No isolamento fizemos nossa arte. Ocupamos os espaços virtuais, escrevemos, lemos, fizemos música, cena e poesia, seguimos de acordo com as marés desafiadoras do nosso tempo. No meio do ano, recebemos um contato do Banco da Amazônia onde vimos a possibilidade de realizar a temporada desde que fizéssemos adaptações de acordo com as normas de segurança sanitária para evitar o contágio do Corona vírus. Era a chance do teatro se reinventar mais uma vez e, como outros setores econômicos estavam retomando suas atividades, à partir de adaptações frente às exigências sanitárias, nós resolvemos bancar o desafio. Apesar das dúvidas e das inseguranças percebemos que de alguma forma, era necessário promover esse encontro através da Arte. E assim fizemos. Tivemos que fazer muitas mudanças no projeto inicial, optamos em cancelar as atividades nas localidades onde a pandemia estava lotando os hospitais e limitamos a turnê pelas cidades do Pará, onde naquele momento, a crise estava mais controlada. Substituímos o trajeto que seria feito de avião por uma van alugada e fretada somente para o grupo, e mesmo nos barcos, onde havia fluxo de outras pessoas, permanecemos de máscaras em tempo integral e evitávamos a troca interpessoal com os outros tripulantes. Além disso, os espetáculos aconteceram para público limitadíssimo, respeitando o distanciamento social e com distribuição de máscaras e álcool gel. Também realizamos testes de COVID em todo o grupo na ida e na volta da circulação. 





Foram muitas mudanças na nossa conduta. Nunca fomos um grupo voltado para atrair grandes multidões, nosso trabalho é um tanto intimista. Não utilizamos microfones no espetáculo de rua (A Carroça é Nossa), e As três Fiandeiras, desde a sua concepção foi feito para público limitado. Entretanto, nossa relação com a plateia sempre foi direta e próxima. Por conta da necessidade de distanciamento social, tivemos que nos afastar do público, o que interferiu na emissão vocal e gestual sobre a qual construímos nosso repertório. Até nossas expectativas mudaram: antes da pandemia nos preocupávamos em atrair o máximo possível de pessoas, nesta circulação, nos preocupava o contrário, não queríamos, de jeito nenhum, causar aglomerações.

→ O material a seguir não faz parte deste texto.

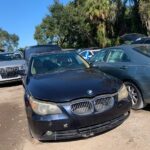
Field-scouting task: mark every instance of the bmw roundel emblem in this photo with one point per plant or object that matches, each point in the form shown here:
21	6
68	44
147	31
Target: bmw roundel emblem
90	92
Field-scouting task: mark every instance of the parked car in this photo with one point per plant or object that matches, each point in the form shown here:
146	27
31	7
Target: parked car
10	64
65	98
131	64
144	40
39	49
2	50
131	37
87	54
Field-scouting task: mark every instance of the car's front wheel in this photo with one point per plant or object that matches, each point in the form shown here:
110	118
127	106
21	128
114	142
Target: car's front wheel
135	96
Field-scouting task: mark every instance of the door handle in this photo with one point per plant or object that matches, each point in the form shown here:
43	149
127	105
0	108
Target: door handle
123	67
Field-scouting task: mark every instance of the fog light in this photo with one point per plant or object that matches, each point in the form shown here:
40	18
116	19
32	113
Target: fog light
126	114
49	133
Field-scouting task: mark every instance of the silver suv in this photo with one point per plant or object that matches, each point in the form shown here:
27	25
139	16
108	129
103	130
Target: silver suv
10	65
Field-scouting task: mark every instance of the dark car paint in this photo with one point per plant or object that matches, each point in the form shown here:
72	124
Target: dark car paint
137	70
77	83
64	88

Felizmente, a despeito do nosso medo e da insegurança, tudo funcionou da melhor forma que poderia acontecer diante das condições históricas, políticas e sociais que vivemos agora. Os abraços pós apresentações foram distantes, substituímos pela troca de palavras e olhares e nos relatos que escutamos houveram muitos agradecimentos pelas mensagens que deixamos, realmente o público estava ávido pelo encontro. Em Belém, na comunidade onde apresentamos, ouvimos a diretora da escola dizer da importância da nossa presença: “a pandemia retirou destes jovens a única coisa que eles tinham; a rua. Vocês aqui, trazem a esperança da união, da coletividade”. Isso nos fez refletir que a pandemia não ameaça somente pelo ponto de vista da saúde física, mas envolve também a saúde mental da população. Nesse sentido, como artistas de teatro, que somos, precisamos ficar atentos para ocupar espaços de trégua, onde haja, mesmo que precisemos nos adaptar e sair do conforto em relação à nossa conduta e ao nosso repertório. Nada substitui o encontro. Sabíamos que a empreitada exigia de nós ética, cuidado, união, força e comprometimento. Fizemos o pacto. Foi bom, forte e necessário, não só nos fortaleceu enquanto grupo teatral, como levou às comunidades visitadas uma mensagem de Fé e Esperança, tão importantes nessa travessia coletiva na busca da cura. E cumprimos nossa jornada, do jeito que nos foi possível. E valeu á pena. Somos buscadores do sonho e da liberdade e como diria o poeta Manoel de Barros: “Liberdade caça jeito.” É verdade.